Middle Stage 6-12 weeks
Goals of Rehabilitation
- Gain and maintain the functional range of movement (ROM)
- Prevent compensatory movements
- Optimise dynamic control through range
- Promote and facilitate movement patterns into functional activity
- Promote proprioception
Exercises
- Progress from active assisted to full active flexion, abduction and external rotation from 6 weeksrespecting pain (Continue supported upper limb work until good control regained)
- Incorporate functional extension and hand behind back from 6 weeks
- No restriction regarding passive range of movement ,aim to progress to full passive range of movement by 8 weeks respecting pain
- Encourage increasing functional activity at waist height
- Continue pain free isometrics rotator cuff (<30% MVC) – inclusive of subscapularis from 6 weeks
- Isometric cuff strengthening through range
- If cuff function poor may benefit from cuff compensation type exercises (e.g. Torbay program)

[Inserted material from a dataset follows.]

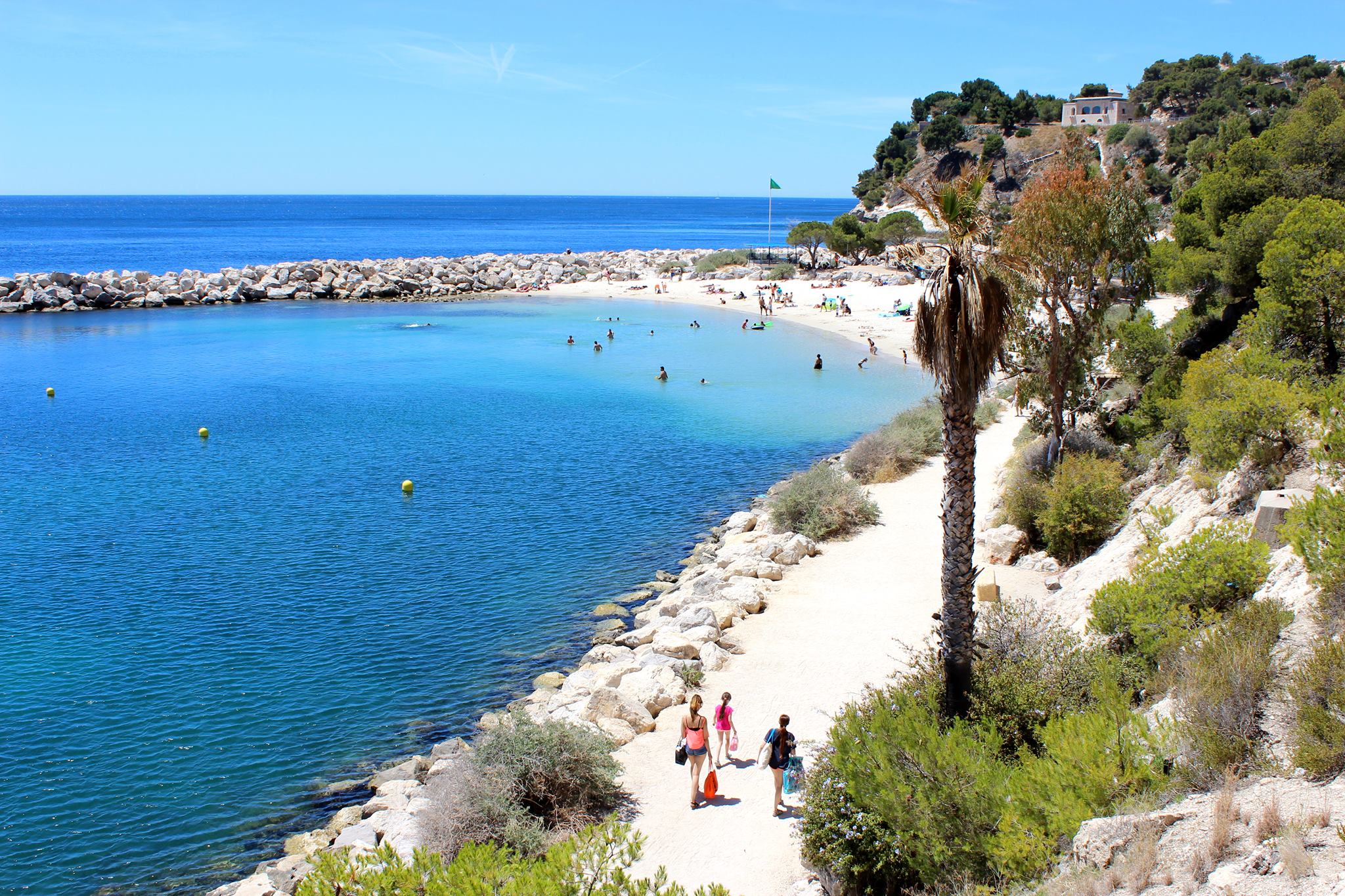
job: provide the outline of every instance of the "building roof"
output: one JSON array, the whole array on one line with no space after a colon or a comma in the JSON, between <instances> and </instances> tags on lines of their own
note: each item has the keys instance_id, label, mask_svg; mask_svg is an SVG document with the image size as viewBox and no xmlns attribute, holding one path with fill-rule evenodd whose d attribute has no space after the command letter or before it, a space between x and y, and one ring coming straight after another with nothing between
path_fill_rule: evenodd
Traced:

Prosthesis position will be checked at clinic follow up by radiological evaluation
Guidance for exercise progression: Pain controlled functional range of movement, Good movement quality, Active external rotation, good healing around the prosthesis.
Late Stage 12 weeks+
Goals of Rehabilitation
- Restore full active range of shoulder movement
- Optimise functional strengthand endurance
- Return to full work/ sport and leisure activities
- Educate on long term management strategies to preserve the replacement
- Pain free well controlled functional range of movement
Exercises
- Restore full active long lever flexion and abduction and maintain full range of external rotation
- Proprioception neuromuscular facilitation exercises
- Consider functional specific strengthening exercises
- Introduce gentle rotator cuff resistance exercises (if good cuff status)
- Increase functional use of arm (respecting control/load/fatigue)
- Functional movement , re-education specific to patients functional demands
These progressions are dictated by indication that the patient is pain free with activities of daily living, can tolerate late stage rehabilitation loaded exercises without pain and have full range of noncompromised shoulder movement.